Die Redaktion entscheidet nach technisch-wissenschaftlichen Kriterien über die Annahme eines Beitrages. Mit der Abgabe seines Manuskriptes erkennt der Verfasser folgende Voraussetzungen bindend an:
Es bestehen folgende Möglichkeiten einer Veröffentlichung:
Aufsätze sind Erstveröffentlichungen, die in ähnlicher Form weder ganz noch teilweise bereits erschienen oder andernorts eingereicht sind. Dies gilt auch für Schriftenreihen von Instituten und Hochschulen oder Hauszeitschriften von Firmen.
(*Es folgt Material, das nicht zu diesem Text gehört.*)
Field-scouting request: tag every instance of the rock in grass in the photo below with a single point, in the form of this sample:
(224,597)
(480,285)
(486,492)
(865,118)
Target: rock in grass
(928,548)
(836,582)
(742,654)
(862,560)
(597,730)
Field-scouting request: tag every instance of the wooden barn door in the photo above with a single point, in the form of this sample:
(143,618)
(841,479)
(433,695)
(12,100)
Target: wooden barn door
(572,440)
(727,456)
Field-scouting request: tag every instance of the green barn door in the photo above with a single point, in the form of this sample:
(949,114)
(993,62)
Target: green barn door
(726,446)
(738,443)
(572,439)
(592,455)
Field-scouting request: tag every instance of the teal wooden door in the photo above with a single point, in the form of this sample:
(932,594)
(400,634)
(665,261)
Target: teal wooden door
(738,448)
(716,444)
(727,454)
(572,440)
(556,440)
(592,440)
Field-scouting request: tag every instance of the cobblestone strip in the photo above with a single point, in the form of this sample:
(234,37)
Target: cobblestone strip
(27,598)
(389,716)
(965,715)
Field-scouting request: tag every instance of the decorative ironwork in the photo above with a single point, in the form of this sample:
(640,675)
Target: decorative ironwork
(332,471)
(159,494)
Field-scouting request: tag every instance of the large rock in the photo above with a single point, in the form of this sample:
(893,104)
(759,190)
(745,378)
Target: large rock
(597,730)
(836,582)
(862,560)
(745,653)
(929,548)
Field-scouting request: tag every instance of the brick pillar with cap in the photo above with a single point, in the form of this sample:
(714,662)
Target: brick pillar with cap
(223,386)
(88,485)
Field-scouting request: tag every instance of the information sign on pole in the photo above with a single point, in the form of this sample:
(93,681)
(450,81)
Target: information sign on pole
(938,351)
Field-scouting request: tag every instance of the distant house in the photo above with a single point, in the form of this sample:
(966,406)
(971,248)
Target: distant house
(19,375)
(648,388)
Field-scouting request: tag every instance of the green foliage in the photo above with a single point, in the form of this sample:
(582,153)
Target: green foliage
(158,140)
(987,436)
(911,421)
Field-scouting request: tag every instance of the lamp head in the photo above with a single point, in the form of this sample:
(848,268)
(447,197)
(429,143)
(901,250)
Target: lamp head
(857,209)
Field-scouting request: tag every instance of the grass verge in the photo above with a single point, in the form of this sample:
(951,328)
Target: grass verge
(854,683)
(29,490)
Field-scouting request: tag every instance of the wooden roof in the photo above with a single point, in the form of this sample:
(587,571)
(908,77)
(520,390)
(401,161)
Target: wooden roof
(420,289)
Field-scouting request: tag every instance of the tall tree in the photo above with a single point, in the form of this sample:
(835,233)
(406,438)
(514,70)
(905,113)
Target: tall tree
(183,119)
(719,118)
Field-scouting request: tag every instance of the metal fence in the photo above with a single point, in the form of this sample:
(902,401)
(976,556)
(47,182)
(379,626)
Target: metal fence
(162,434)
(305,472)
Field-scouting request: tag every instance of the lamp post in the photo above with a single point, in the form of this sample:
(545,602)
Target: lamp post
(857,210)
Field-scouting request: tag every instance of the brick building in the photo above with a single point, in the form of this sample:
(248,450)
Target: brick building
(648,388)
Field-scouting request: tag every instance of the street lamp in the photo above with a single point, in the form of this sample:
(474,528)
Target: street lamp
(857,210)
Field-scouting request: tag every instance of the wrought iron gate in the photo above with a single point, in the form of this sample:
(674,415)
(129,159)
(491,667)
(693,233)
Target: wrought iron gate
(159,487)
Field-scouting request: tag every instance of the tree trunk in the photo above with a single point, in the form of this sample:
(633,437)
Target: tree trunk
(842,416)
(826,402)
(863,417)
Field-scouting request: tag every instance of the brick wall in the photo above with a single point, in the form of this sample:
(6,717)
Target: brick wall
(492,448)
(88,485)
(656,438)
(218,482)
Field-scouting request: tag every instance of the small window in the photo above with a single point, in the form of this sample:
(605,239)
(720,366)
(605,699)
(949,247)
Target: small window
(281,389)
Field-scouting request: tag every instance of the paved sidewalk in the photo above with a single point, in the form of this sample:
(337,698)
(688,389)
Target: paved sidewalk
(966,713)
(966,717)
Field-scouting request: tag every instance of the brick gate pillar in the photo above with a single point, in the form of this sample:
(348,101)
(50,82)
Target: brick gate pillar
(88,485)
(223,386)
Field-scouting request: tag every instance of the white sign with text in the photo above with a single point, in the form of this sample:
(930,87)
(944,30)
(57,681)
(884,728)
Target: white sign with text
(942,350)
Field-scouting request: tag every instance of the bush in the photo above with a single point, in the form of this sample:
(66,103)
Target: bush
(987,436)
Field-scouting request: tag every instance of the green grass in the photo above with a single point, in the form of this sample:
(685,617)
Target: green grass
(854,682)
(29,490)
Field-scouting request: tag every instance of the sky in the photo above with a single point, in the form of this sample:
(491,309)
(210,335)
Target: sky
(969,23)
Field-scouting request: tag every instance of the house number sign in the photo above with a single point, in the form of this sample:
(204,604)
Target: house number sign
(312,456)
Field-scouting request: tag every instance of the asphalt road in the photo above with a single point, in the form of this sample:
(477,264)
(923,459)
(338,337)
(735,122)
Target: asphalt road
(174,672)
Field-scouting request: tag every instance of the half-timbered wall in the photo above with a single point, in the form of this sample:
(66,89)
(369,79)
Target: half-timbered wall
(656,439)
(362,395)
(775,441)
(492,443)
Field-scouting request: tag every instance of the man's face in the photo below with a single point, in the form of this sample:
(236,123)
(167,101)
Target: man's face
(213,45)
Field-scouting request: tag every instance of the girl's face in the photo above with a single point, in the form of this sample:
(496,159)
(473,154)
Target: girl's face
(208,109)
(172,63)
Ohne Einverständnis des Verfassers und der Redaktion darf der Aufsatz innerhalb eines Jahres nach Erscheinen an keiner anderen Stelle veröffentlicht werden.
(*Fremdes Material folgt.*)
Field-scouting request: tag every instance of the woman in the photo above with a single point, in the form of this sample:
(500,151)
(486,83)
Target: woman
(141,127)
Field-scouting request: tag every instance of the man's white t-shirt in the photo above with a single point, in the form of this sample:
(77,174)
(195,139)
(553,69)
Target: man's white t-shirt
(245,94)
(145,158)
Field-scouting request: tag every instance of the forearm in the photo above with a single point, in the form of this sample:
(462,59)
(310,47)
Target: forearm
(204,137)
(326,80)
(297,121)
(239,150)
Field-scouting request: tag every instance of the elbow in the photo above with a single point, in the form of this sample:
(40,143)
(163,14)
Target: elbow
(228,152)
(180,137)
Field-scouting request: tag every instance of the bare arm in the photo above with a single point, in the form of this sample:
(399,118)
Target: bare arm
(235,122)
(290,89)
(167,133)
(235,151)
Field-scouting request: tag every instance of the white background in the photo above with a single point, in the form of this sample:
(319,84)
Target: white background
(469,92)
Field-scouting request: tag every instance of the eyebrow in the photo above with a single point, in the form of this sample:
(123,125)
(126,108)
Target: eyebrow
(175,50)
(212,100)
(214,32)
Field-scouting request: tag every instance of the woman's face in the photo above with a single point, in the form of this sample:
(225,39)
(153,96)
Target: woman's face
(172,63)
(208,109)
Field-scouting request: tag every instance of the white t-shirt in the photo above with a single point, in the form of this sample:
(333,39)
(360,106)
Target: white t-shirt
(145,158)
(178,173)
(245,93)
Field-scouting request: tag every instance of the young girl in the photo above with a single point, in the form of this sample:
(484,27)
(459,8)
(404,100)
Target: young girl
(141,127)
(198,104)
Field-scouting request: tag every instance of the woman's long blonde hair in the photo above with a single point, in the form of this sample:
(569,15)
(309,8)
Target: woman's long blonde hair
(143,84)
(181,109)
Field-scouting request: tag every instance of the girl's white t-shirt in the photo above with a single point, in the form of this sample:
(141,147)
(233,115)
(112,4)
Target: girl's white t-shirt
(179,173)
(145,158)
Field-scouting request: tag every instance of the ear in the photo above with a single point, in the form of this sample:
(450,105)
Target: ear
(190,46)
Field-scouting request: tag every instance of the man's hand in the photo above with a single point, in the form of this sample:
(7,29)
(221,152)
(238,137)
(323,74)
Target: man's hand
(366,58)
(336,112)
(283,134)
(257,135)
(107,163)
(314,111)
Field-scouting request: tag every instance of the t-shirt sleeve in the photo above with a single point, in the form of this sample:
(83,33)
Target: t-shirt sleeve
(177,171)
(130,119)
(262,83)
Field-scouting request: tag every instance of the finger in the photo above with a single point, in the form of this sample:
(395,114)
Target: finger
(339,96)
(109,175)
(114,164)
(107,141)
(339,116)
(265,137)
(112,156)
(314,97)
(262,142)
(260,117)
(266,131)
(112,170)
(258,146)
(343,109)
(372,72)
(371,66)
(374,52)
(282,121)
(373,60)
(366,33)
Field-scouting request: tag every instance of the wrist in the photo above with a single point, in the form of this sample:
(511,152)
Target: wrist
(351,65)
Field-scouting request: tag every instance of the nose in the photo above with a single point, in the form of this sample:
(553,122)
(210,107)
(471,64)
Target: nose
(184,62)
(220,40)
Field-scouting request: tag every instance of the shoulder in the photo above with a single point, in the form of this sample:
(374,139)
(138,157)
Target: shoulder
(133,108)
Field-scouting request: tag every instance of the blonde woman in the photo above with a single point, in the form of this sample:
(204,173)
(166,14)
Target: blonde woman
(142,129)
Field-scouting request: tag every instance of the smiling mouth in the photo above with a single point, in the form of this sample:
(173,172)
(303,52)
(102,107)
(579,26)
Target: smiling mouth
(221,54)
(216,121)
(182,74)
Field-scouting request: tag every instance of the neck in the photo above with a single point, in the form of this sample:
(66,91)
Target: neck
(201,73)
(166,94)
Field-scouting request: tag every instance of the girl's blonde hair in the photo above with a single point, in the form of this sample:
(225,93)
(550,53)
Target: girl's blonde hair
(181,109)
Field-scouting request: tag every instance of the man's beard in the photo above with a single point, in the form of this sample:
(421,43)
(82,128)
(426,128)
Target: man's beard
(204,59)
Berichte sind Beiträge, die bereits an anderer Stelle ganz oder teilweise erschienen sind. Sie müssen durch Quellenangabe als Zweitveröffentlichung erkennbar sein. Die Nachdruckgenehmigung liegt in der Verantwortung des Berichterstatters. Berichte können sein: Referate über Beiträge aus anderen Publikationen, technische Mitteilungen, Auszüge aus veröffentlichten Forschungsberichten, Reportagen, diverse Statements u. dgl.
Zuschriften und Erwiderungen zu Aufsätzen und Berichten sind erwünscht. Sie sollen sachlich und zwischen den Verfassern vor Veröffentlichung abgestimmt sein. Für die Redaktion wird eine Kopie vom gesamten Schriftwechsel erbeten. Die Diskussion wird im Einvernehmen mit der Redaktion abgeschlossen. Für den Inhalt übernimmt die Redaktion keine Verantwortung, sie kann jedoch den Umfang beschränken und Fristen für die Einsendungen setzen.
Ergänzung zu den Zeitschriften Beton & Stahlbetonbau, Geomechanics and Tunneling sowie Structural Concrete
Jeder Beitrag wird von mindestens einem unabhängigem externen Fachmann rezensiert. Die Zusage der Veröffentlichung kann diesbezüglich vorbehaltlich sein. Der Beitrag gilt damit als "reviewed paper".
Es dürfen maximal vier Autoren genannt werden und von allen Beteiligten sind Emailadressen sowie Photos einzureichen.